A cola, de origem animal, era extraída de peles e cartilagens. A função do aparelhamento era isolar a madeira da pintura , corrigir os defeitos da madeira e tornar a superfície extremamente lisa para não interferir na tonalidade das cores.
Após o aparelhamento, a peça recebia a folha de ouro de acordo com a técnica do douramento, e depois, a pintura à óleo ou têmpera.
A ornamentação que criava a padronagem do panejamento poderia ser feita da seguinte maneira:
Esgrafito - Com um instrumento de ponta bem fina, retira-se a camada de tinta, dando espaço para o aparecimento do douramento, assim vão se formando os desenhos no panejamento.
Pastiglio - São barrados feitos em alto-relevo com gesso nos panejamentos. Esses barrados geralmente têm o douramento como acabamento.

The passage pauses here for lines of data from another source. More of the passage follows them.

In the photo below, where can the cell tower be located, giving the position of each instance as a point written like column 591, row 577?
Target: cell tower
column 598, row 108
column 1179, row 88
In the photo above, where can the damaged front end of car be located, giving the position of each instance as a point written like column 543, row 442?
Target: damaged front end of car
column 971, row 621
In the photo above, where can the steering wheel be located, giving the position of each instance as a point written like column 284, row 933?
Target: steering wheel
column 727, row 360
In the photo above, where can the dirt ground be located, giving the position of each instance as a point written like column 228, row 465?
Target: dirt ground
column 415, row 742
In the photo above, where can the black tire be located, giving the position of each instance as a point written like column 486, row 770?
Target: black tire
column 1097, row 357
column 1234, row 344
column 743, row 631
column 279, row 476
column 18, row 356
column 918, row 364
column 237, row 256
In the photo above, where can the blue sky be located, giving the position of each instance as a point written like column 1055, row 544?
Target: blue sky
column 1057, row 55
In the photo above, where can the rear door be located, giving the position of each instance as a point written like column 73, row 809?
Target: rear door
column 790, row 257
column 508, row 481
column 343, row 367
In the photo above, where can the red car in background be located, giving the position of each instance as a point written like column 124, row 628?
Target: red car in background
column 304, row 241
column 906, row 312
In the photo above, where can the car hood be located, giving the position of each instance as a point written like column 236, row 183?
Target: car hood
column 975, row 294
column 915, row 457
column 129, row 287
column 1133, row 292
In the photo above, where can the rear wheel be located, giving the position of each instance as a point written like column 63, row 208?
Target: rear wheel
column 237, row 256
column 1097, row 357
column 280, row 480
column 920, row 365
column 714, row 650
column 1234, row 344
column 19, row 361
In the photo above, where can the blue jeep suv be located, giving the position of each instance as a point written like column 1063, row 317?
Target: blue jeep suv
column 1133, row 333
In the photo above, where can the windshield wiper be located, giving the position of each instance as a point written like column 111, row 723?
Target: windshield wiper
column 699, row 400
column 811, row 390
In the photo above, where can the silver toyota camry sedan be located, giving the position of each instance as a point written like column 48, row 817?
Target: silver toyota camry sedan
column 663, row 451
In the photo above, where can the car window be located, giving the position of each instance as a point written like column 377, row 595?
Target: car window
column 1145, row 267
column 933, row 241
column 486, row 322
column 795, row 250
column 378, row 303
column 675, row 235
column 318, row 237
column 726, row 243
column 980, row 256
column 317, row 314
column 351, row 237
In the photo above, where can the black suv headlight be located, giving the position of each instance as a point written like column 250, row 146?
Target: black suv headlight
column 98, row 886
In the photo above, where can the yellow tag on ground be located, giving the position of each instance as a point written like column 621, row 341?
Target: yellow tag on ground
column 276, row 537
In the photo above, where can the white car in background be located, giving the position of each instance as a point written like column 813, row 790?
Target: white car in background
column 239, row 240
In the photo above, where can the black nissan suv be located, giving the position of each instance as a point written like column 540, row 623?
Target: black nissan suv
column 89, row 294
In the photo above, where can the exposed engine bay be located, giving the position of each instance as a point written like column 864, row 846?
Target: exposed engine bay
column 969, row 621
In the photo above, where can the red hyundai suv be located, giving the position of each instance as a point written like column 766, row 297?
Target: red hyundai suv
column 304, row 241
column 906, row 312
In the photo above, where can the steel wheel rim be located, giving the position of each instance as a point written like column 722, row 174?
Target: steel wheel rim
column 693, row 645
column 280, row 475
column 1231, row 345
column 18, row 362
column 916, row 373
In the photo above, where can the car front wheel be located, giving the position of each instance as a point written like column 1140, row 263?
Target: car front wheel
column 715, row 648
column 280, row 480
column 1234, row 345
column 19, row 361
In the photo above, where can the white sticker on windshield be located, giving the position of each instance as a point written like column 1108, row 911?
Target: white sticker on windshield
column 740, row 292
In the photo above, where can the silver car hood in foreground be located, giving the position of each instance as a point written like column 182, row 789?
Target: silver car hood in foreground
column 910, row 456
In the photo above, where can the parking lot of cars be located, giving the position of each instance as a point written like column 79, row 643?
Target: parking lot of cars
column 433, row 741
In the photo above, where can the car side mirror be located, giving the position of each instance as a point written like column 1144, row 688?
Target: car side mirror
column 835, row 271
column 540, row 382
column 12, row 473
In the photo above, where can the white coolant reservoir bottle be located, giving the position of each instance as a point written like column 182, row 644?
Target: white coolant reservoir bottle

Punção - Com uma ferramenta de metal, marca-se a madeira com pequeninos círculos, formando variados desenhos.
Era comum também o uso de rendas e cordas para o acabamento da peça. Esses materiais recebiam o douramento e incorporavam-se tão perfeitamente à peça que pareciam ser esculturas.

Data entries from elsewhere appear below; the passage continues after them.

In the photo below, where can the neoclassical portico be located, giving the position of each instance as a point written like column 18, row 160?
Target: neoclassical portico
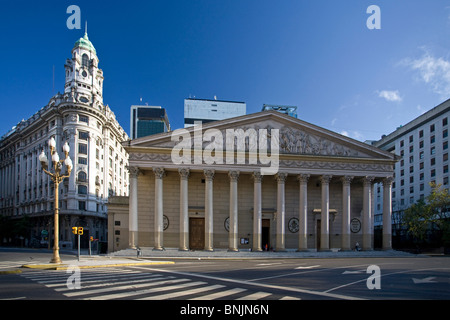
column 234, row 206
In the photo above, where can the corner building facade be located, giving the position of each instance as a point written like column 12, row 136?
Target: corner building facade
column 78, row 117
column 321, row 196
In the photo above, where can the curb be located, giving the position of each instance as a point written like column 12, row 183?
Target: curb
column 16, row 271
column 66, row 266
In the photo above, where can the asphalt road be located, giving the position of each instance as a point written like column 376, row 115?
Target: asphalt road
column 406, row 278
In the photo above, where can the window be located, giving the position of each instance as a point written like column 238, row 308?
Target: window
column 82, row 205
column 85, row 60
column 82, row 176
column 82, row 190
column 84, row 119
column 83, row 135
column 82, row 148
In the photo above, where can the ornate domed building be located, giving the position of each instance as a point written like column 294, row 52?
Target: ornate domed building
column 79, row 117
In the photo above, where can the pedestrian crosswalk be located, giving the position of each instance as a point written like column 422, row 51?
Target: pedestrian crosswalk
column 124, row 284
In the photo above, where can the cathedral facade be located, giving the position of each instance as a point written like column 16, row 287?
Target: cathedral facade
column 213, row 187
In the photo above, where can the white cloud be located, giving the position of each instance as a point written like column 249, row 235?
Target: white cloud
column 390, row 95
column 433, row 71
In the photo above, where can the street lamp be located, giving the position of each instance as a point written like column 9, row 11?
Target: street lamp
column 57, row 178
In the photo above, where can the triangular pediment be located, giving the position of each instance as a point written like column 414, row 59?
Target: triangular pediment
column 296, row 137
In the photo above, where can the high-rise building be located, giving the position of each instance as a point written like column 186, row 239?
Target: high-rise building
column 148, row 120
column 289, row 110
column 205, row 110
column 79, row 117
column 423, row 146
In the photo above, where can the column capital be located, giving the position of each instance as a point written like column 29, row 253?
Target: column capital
column 367, row 180
column 303, row 177
column 346, row 180
column 257, row 176
column 325, row 179
column 281, row 176
column 133, row 171
column 209, row 174
column 387, row 182
column 184, row 173
column 234, row 175
column 159, row 172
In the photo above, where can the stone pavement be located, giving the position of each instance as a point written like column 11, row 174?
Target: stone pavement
column 93, row 262
column 174, row 253
column 148, row 256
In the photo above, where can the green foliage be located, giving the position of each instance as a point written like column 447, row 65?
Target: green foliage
column 430, row 214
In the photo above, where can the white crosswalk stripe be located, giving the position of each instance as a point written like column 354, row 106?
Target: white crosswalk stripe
column 110, row 284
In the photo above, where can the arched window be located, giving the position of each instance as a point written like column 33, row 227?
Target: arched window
column 85, row 60
column 81, row 176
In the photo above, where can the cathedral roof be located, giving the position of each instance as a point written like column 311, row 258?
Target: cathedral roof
column 85, row 43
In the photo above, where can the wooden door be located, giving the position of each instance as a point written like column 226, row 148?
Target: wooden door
column 196, row 233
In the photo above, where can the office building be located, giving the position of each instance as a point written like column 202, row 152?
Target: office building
column 79, row 117
column 205, row 110
column 148, row 120
column 422, row 145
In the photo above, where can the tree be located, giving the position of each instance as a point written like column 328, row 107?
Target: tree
column 430, row 214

Madeira – A mais utilizada pelos artífices que trabalharam em Minas Gerais foi o cedro rosa. De odor agradável, é ideal para o trabalho de talha e escultura, além de ser muito resistente. O jacarandá claro foi pouco utilizado. As imagens de maior porte eram escavadas na parte traseira para evitar rachaduras no final do trabalho e também ficavam mais leves param serem manuseadas durante sua confecção e para serem transportadas nos andores durante procissões.
A popular história de que as imagens eram ocas para esconder o ouro gerando a expressão “santo do pau oco” não tem fundamento. Estas imagens eram ocas por técnica de escultura. Pode ter acontecido o fato de que como elas possuíam uma abertura aproveitava-se o espaço para a guarda de valores.

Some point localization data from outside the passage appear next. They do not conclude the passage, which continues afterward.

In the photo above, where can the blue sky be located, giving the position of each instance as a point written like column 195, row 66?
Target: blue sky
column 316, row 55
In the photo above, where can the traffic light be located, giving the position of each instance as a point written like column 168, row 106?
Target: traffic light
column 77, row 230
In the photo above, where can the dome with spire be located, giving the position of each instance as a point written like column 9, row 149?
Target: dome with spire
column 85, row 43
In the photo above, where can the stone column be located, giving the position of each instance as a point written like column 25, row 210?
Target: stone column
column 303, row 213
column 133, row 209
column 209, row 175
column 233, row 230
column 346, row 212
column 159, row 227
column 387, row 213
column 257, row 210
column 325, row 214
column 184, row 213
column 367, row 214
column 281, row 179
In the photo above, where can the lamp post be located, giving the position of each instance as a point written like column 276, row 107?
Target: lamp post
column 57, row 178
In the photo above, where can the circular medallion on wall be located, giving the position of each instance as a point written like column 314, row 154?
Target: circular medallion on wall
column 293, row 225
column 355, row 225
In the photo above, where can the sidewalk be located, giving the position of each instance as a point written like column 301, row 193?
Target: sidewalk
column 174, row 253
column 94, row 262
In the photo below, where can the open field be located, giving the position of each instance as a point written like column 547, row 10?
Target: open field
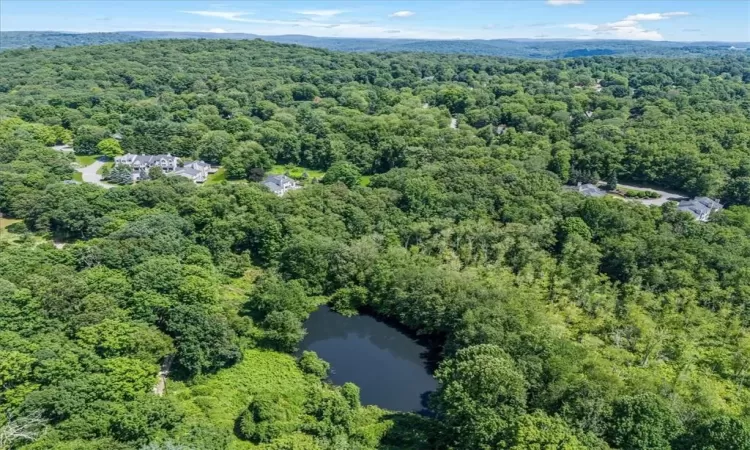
column 86, row 160
column 218, row 177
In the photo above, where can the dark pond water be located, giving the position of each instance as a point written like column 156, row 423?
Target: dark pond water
column 392, row 369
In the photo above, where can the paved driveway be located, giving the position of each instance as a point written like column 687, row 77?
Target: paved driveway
column 89, row 175
column 666, row 196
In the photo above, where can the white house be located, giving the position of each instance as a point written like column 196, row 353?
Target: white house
column 700, row 207
column 197, row 171
column 280, row 184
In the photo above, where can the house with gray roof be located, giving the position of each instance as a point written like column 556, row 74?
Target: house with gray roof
column 280, row 184
column 168, row 163
column 700, row 208
column 197, row 171
column 590, row 190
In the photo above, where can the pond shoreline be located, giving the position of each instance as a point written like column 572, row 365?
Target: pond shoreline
column 392, row 365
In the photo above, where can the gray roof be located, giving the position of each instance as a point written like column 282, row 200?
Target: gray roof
column 145, row 159
column 276, row 183
column 591, row 190
column 700, row 206
column 197, row 165
column 273, row 186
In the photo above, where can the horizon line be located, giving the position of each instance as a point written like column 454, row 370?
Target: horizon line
column 376, row 38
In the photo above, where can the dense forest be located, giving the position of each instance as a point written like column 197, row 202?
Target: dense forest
column 516, row 48
column 564, row 322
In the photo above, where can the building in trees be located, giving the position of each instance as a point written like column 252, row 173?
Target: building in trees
column 700, row 207
column 590, row 190
column 197, row 171
column 280, row 184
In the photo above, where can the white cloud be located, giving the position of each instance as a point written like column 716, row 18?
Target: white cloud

Pedra sabão – Material fartamente encontrado na região da mineração, a esteatita ou pedra sabão pertence ao grupo dos silicatos de magnésio hidratado. De característica muito macia, é a primeira na escala Mohs de dureza, podendo ser riscada até com a unha. Notável para a escultura, a pedra sabão se adaptou com perfeição às necessidades da arte colonial mineira. Além da maciez, permite um fino acabamento. Com variada possibilidade de usos, foi utilizada tanto para fazer peças como umbrais e arcos quanto para os relevos de portadas e imagens em nichos exteriores nos frontispícios das igrejas. A pedra sabão sempre foi utilizada em seu estado natural. O único exemplo de escultura em pedra sabão pintada é uma imagem de roca de São Francisco de Paula exposta no Museu do Aleijadinho, na Matriz de Nossa Senhora da Conceição, em Ouro Preto.
Barro – Em Minas Gerais, são raras as imagens executadas neste material. Acredita-se que as poucas peças existentes sejam de origem portuguesa.